Little is known about Euclid’s life, as there are only a handful of references to him. The date and place of Euclid’s birth and the date and circumstances of his death are unknown, and only roughly estimated in proximity to contemporary figures mentioned in references. The few historical references to Euclid were written centuries after he lived, by Proclus and Pappus of Alexandria. Proclus introduces Euclid only briefly in his fifth-century Commentary on the Elements, as the author of Elements, that he was mentioned by Archimedes, and that when King Ptolemy asked if there was a shorter path to learning geometry than Euclid’s Elements, “Euclid replied there is no royal road to geometry.” Although the purported citation of Euclid by Archimedes has been judged to be an interpolation by later editors of his works, it is still believed that Euclid wrote his works before those of Archimedes. In addition, the “royal road” anecdote is questionable since it is similar to a story told about Menaechmus and Alexander the Great. In the only other key reference to Euclid, Pappus briefly mentioned in the fourth century that Apollonius “spent a very long time with the pupils of Euclid at Alexandria, and it was thus that he acquired such a scientific habit of thought.”
Although many of the results in Elements originated with earlier mathematicians, one of Euclid’s accomplishments was to present them in a single, logically coherent framework, making it easy to use and easy to reference, including a system of rigorous mathematical proofs that remains the basis of mathematics 23 centuries later.
There is no mention of Euclid in the earliest remaining copies of the Elements, and most of the copies say they are “from the edition of Theon” or the “lectures of Theon”, while the text considered to be primary, held by the Vatican, mentions no author. The only reference that historians rely on of Euclid having written theElements was from Proclus, who briefly in his Commentary on the Elements ascribes Euclid as its author.

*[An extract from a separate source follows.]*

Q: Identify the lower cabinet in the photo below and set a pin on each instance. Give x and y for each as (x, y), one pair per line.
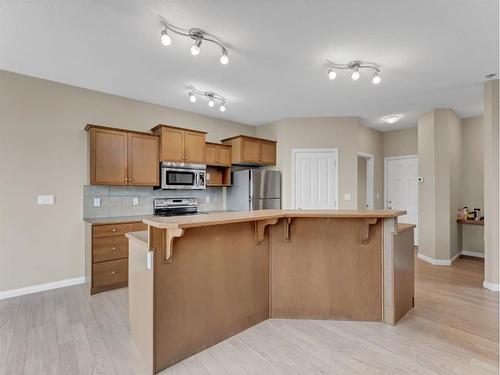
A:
(108, 255)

Although best known for its geometric results, the Elements also includes number theory. It considers the connection between perfect numbers and Mersenne primes, the infinitude of prime numbers, Euclid’s lemma on factorization (which leads to the fundamental theorem of arithmetic on uniqueness of prime factorizations), and the Euclidean algorithm for finding the greatest common divisor of two numbers.
The geometrical system described in the Elements was long known simply as geometry, and was considered to be the only geometry possible. Today, however, that system is often referred to as Euclidean geometry to distinguish it from other so-called non-Euclidean geometries that mathematicians discovered in the 19th century
In addition to the Elements, at least five works of Euclid have survived to the present day. They follow the same logical structure as Elements, with definitions and proved propositions.
Other works are credibly attributed to Euclid, but have been lost.